Com’è possibile, ci si può chiedere, gioire per la morte, anche atroce, di un altro essere umano, di migliaia di esseri umani? Come hanno potuto così tanti abitanti delle Grandi Mele globali rallegrarsi per la sofferenza della Vecchia Mela, del prototipo politico, economico e tecnologico di tutte quelle che l’hanno seguita nella storia del capitalismo? La complessità delle reazioni emotive seguite all’attentato ha fatto, questo sì, dell’11 settembre un major event: un evento globale, accaduto in qualche modo in tutto il mondo. Ha permesso al florilegio delle lingue, delle religioni, delle esperienze e delle memorie di concepire la possibilità di una ferita nell’unica superpotenza mondiale, nel gendarme globale, nel grande magazzino di insegne pubblicitarie da esportare nel mondo con gli affari, con i complotti, i colpi di stato e le bombe; e ha dato la possibilità alla superpotenza stessa di esportare ancora qualche insegna e qualche complotto, e una valanga di bombe su cinque paesi in dieci anni (Afghanistan, Pakistan, Iraq, Yemen, Libia) con un corollario di milioni di morti, giustificati ora in termini di vendetta, ora in termini di sicurezza preventiva, ora in termini di liberazione delle donne o imposizione della democrazia. In questo senso l’11 settembre è un tremendo concentrato di ambivalenza politica e, paradossalmente, l’episodio meno adatto ad essere accostato nei termini manichei, ed essenzialmente pilateschi, del bene e del male.
Bene per chi? Male per chi? Lo sguardo crucciato del cittadino onesto, che non ha bisogno del terrorismo per sentirsi terrorizzato, non è che la manifestazione grave e profonda della sua ignoranza, e del fatto che altri mille 11 settembre, altri mille attentati o massacri saranno possibili, finché una diversa consapevolezza politica non saprà produrre un sapere diverso sulle verità amare dell’odio sociale, dell’odio post-coloniale, dell’odio di classe.

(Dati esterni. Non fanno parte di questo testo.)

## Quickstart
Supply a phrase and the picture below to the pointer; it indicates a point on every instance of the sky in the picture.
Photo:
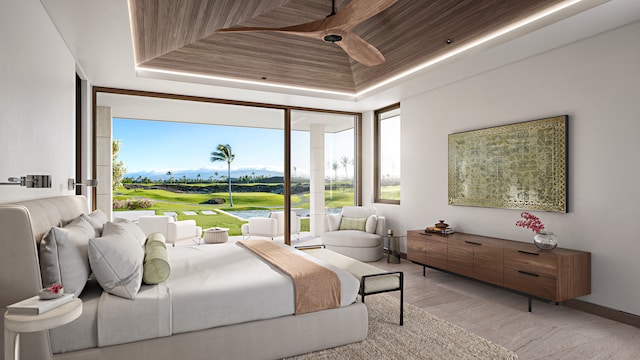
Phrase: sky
(162, 146)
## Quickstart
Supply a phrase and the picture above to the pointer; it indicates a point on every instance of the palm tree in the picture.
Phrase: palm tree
(224, 153)
(345, 161)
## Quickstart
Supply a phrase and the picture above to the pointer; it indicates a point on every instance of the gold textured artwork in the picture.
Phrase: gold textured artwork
(516, 166)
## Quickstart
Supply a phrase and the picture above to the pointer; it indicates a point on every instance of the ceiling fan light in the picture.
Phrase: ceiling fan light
(332, 38)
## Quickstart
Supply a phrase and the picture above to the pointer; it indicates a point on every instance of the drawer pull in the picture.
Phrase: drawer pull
(528, 273)
(472, 243)
(528, 253)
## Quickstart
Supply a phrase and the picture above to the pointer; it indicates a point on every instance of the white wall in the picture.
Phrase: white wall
(597, 83)
(37, 104)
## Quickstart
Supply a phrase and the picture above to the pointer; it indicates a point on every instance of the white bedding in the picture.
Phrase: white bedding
(221, 284)
(209, 286)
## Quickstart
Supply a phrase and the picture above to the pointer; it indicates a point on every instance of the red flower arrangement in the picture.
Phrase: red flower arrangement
(55, 288)
(530, 222)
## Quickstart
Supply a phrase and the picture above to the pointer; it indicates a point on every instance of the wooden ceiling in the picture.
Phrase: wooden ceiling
(180, 35)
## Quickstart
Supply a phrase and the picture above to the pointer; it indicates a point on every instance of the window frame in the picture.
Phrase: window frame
(377, 118)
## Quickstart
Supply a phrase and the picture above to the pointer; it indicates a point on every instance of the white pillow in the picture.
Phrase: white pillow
(372, 222)
(116, 261)
(97, 219)
(333, 222)
(64, 256)
(125, 227)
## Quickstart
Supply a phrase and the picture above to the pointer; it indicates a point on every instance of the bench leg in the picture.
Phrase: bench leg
(401, 299)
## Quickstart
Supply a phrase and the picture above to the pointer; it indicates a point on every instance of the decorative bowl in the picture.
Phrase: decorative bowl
(46, 294)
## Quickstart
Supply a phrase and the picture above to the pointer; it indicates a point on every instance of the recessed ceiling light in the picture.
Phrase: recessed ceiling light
(455, 51)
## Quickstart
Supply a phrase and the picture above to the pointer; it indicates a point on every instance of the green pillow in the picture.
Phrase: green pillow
(353, 223)
(156, 261)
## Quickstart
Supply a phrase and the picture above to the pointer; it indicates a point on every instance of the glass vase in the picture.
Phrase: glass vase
(546, 240)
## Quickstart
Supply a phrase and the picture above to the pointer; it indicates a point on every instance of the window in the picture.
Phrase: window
(387, 154)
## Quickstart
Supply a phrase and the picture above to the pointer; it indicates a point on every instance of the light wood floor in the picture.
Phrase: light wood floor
(549, 332)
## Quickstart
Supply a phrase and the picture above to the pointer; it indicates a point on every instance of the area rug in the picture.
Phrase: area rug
(423, 336)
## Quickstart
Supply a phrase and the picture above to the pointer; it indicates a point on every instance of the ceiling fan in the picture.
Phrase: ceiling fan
(336, 28)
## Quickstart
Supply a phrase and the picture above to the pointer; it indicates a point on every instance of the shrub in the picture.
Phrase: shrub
(133, 204)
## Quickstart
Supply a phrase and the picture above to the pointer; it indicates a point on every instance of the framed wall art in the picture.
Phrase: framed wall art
(516, 166)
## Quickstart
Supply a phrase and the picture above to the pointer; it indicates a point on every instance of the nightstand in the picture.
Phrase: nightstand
(16, 324)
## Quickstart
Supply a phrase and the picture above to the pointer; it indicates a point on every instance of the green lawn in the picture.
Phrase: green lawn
(178, 202)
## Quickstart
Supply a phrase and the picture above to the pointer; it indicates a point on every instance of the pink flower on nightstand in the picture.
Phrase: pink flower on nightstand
(55, 288)
(530, 222)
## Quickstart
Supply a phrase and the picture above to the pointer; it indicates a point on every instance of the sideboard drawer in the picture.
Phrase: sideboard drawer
(543, 263)
(530, 283)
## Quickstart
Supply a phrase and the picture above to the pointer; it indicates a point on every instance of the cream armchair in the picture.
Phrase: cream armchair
(357, 232)
(272, 226)
(259, 226)
(172, 229)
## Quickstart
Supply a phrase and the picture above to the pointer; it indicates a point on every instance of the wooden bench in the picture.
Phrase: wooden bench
(373, 280)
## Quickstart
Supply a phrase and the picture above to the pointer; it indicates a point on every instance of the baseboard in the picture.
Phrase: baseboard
(603, 311)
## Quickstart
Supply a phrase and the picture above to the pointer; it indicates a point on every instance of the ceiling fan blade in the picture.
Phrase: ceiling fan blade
(360, 50)
(312, 29)
(357, 11)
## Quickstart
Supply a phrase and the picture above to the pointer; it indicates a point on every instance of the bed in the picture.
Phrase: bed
(176, 318)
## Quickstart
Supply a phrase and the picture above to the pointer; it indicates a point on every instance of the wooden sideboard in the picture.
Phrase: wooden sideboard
(555, 275)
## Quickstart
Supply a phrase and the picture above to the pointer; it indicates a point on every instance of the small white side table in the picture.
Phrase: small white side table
(216, 235)
(16, 324)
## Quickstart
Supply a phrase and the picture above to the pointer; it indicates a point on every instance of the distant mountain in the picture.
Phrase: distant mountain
(204, 174)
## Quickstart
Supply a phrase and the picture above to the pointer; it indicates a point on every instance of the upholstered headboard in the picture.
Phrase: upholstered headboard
(22, 226)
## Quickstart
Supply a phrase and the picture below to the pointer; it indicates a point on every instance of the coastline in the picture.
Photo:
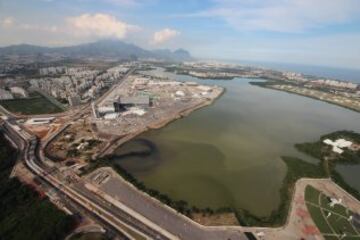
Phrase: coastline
(120, 140)
(304, 95)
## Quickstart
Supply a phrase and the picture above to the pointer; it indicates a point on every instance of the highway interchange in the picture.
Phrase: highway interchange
(143, 215)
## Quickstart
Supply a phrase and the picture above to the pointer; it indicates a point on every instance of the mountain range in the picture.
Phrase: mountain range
(101, 49)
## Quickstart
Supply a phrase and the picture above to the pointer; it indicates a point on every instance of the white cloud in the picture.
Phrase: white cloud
(164, 35)
(99, 25)
(283, 15)
(7, 22)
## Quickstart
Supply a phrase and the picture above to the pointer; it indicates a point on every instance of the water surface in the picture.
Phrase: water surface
(229, 154)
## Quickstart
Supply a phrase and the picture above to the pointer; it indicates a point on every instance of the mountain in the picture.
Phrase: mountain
(100, 49)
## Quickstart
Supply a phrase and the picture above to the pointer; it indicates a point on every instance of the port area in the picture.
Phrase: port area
(144, 102)
(136, 104)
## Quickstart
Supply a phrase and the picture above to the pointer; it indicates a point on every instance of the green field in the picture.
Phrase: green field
(23, 213)
(37, 104)
(335, 225)
(89, 236)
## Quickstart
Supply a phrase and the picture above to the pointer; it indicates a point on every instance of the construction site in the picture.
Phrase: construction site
(132, 106)
(143, 102)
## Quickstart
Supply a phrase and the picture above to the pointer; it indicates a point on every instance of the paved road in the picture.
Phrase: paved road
(164, 217)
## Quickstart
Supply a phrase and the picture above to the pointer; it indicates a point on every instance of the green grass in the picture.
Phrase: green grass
(23, 214)
(337, 223)
(89, 236)
(312, 195)
(37, 104)
(318, 219)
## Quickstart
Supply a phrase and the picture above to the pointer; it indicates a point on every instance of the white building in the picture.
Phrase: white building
(4, 95)
(19, 91)
(338, 145)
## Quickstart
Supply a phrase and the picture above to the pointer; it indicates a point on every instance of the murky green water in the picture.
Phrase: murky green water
(229, 154)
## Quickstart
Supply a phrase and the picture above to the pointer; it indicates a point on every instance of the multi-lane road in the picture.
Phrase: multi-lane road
(146, 220)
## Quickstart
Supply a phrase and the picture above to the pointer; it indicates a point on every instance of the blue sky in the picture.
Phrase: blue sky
(317, 32)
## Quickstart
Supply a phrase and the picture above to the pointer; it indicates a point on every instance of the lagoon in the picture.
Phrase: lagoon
(229, 154)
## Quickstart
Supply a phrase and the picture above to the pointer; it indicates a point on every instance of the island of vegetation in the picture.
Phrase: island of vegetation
(296, 169)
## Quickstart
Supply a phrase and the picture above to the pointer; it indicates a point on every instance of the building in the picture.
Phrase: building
(338, 145)
(74, 100)
(94, 110)
(4, 95)
(356, 220)
(19, 91)
(39, 121)
(126, 102)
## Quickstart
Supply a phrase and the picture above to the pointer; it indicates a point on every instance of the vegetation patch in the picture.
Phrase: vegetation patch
(296, 169)
(23, 213)
(37, 104)
(179, 205)
(332, 221)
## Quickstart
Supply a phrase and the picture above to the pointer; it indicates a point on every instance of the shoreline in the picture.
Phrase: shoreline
(304, 95)
(120, 140)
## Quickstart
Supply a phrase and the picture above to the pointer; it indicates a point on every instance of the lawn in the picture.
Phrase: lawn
(37, 104)
(333, 226)
(24, 214)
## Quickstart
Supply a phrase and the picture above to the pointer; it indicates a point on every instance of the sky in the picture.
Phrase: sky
(311, 32)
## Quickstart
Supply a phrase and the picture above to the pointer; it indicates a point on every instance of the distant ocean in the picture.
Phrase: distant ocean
(351, 75)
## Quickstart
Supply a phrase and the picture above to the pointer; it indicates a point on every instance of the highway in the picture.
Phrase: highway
(135, 211)
(113, 216)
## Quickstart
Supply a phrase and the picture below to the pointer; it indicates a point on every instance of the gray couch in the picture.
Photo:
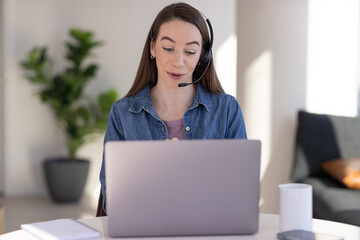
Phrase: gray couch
(320, 138)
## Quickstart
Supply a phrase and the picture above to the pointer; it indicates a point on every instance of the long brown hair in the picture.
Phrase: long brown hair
(147, 71)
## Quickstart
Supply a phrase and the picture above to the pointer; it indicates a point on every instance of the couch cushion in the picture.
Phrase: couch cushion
(333, 201)
(346, 171)
(315, 143)
(321, 138)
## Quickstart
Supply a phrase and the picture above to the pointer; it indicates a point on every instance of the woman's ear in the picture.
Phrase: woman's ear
(152, 48)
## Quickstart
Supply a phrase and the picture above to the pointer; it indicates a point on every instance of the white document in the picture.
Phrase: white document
(60, 229)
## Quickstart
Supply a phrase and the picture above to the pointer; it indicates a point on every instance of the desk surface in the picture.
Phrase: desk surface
(268, 227)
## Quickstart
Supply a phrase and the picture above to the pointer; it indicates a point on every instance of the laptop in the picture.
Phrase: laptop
(182, 188)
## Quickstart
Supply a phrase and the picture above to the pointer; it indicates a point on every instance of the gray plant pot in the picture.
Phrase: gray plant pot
(66, 179)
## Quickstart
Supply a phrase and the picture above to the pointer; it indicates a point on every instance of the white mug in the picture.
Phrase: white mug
(295, 206)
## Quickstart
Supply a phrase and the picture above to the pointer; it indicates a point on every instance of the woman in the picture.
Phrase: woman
(163, 103)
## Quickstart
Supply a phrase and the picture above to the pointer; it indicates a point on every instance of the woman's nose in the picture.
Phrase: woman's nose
(178, 59)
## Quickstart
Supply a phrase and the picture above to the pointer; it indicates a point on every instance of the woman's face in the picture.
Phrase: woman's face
(177, 50)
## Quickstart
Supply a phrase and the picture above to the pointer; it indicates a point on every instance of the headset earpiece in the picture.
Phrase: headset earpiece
(205, 57)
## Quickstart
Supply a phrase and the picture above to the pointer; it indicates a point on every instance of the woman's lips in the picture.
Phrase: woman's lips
(175, 76)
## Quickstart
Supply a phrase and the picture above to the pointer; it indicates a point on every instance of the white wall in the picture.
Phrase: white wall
(30, 130)
(271, 83)
(1, 100)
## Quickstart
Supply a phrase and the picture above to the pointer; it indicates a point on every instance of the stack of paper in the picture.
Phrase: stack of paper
(61, 229)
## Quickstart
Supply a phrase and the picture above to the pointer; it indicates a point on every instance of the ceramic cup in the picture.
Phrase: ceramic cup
(295, 206)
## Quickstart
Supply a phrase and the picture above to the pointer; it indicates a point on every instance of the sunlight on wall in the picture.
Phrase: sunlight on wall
(258, 98)
(333, 41)
(225, 61)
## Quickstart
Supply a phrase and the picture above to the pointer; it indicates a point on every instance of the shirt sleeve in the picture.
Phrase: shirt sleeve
(236, 124)
(113, 132)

Anche quello del 1973, a Santiago del Cile, fu un 11 settembre con migliaia di morti. A organizzarlo furono gli Stati Uniti, e il Cile paga ancora in questi giorni le conseguenze del neoliberismo che allora la dittatura filoamericana impose sul paese; tutto il mondo, in verità, è da allora stato colonizzato dal modello unico del conservatorismo liberale, dal linguaggio sordo dello sfruttamento e della repressione della pluralità e del dissenso. Ed ecco che inizia la conta dei morti: “Quante migliaia di cadaveri hanno fatto i bombardamenti in Afghanistan, i massacri di Najaf, Ramadi e Falluja in Iraq? Quanti Israele con Piombo Fuso, nel 2008-2009, con la benedizione degli U.S.A. e dei loro alleati?”. Continuare sarebbe inutile, e non solo perché si tratta di un esercizio macabro e in parte sterile, ma perché il problema rappresentato da un mondo che produce lutti su lutti non si risolve che a partire dai conflitti che in esso si producono, e non con la loro rimozione moralistica, buona forse per i mezzibusti del telegiornale.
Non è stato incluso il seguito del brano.